Antonio Ugarte
Galería G 7. Centro de arte Los Galpones, Caracas
It is difficult to partake of two fine art disciplines. Antonio Ugarte (Venezuela, 1961) is a photographer and a painter. The exhibition “Sombras de museo” (“Museum Shadows”) is based on his inquiries into photography.
Resorting to the technique of printing copies on silver metallic paper, he blurs the images and without any technical manipulation, reflects shadows of sculptures which he has seen in different museums and which have made an impression on him. Art critic Bélgica Rodríguez comments on this in the catalogue text as follows: “ The artist confronts space and the real form that occupies it creating new, completely abstract visual forms…in immediate sequences and processes that he transcribes in images of certain degrees of absolute beauty…”

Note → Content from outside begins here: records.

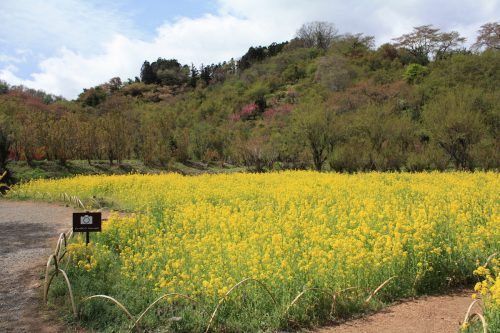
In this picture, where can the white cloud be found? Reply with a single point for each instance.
(213, 38)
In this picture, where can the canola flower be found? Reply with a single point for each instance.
(291, 230)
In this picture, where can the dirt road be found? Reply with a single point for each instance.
(432, 314)
(28, 232)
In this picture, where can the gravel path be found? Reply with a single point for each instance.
(28, 233)
(429, 314)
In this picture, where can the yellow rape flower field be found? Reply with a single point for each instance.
(294, 234)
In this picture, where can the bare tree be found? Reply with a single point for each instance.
(425, 42)
(447, 41)
(317, 34)
(421, 42)
(488, 37)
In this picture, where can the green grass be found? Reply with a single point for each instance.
(22, 172)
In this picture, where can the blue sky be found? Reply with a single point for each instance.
(63, 46)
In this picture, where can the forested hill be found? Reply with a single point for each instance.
(322, 100)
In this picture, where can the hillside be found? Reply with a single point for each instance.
(321, 100)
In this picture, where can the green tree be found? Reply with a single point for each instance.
(456, 125)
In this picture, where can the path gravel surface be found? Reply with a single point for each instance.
(29, 231)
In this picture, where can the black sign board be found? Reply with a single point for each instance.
(87, 222)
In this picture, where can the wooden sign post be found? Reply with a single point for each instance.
(87, 222)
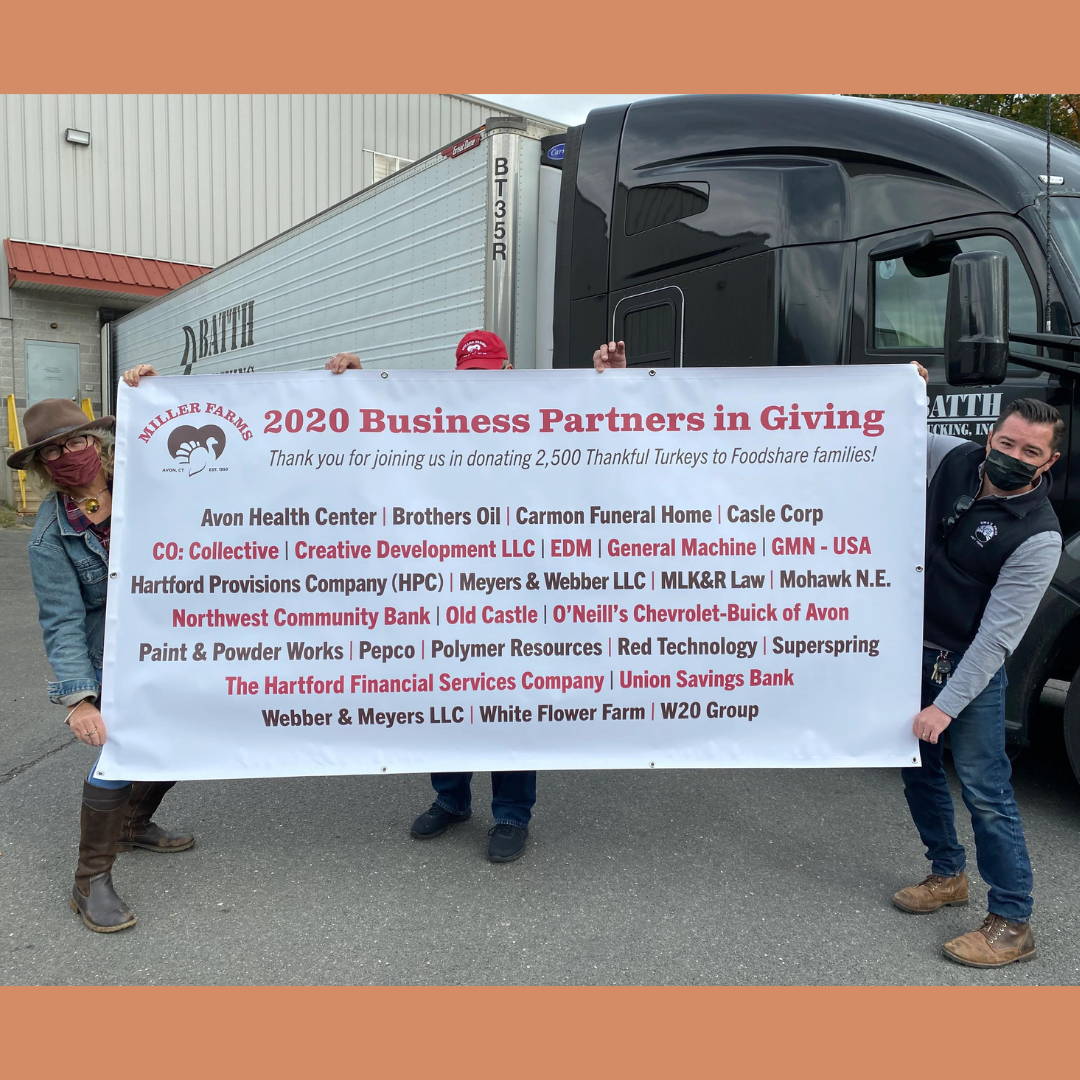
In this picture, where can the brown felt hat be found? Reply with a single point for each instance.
(51, 418)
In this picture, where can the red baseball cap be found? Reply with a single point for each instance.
(481, 349)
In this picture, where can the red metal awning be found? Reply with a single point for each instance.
(75, 268)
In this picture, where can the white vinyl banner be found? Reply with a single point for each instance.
(406, 571)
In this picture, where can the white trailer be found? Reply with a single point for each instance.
(460, 240)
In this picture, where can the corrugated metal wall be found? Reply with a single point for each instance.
(201, 177)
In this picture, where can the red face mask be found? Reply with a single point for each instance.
(75, 470)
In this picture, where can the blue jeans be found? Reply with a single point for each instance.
(512, 795)
(977, 740)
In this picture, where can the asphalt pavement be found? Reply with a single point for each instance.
(689, 877)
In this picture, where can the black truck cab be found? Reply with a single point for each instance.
(740, 230)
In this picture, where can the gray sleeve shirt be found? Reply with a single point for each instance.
(1014, 598)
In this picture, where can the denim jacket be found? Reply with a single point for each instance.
(70, 572)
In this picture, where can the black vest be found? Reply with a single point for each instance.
(963, 561)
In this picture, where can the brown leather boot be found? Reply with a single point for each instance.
(93, 896)
(932, 892)
(996, 943)
(139, 832)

Ugarte is interested in the interplay of light and shadows − which relates him to his painting. Photography reflects the artist’s empathy with certain pieces of fine art sculpture of all times. His eye has disfigured and split them in two at a given moment, and then he has captured them with the camera. Even so, they are easily recognizable. In his paintings there is much more color and fixations with movement. In both disciplines (painting and photography) there is an artist whose indelible trace can be perceived − that of Gerhard Richter. In the case of these photographs the play is monochrome, which renders the proposal more interesting. It brings to mind a phrase by the famous pioneer of photography, Alfred Stieglitz: “Photography being in the main a process in monochrome, it is on subtle gradations of tone and value that its artistic beauty so frequently depends.”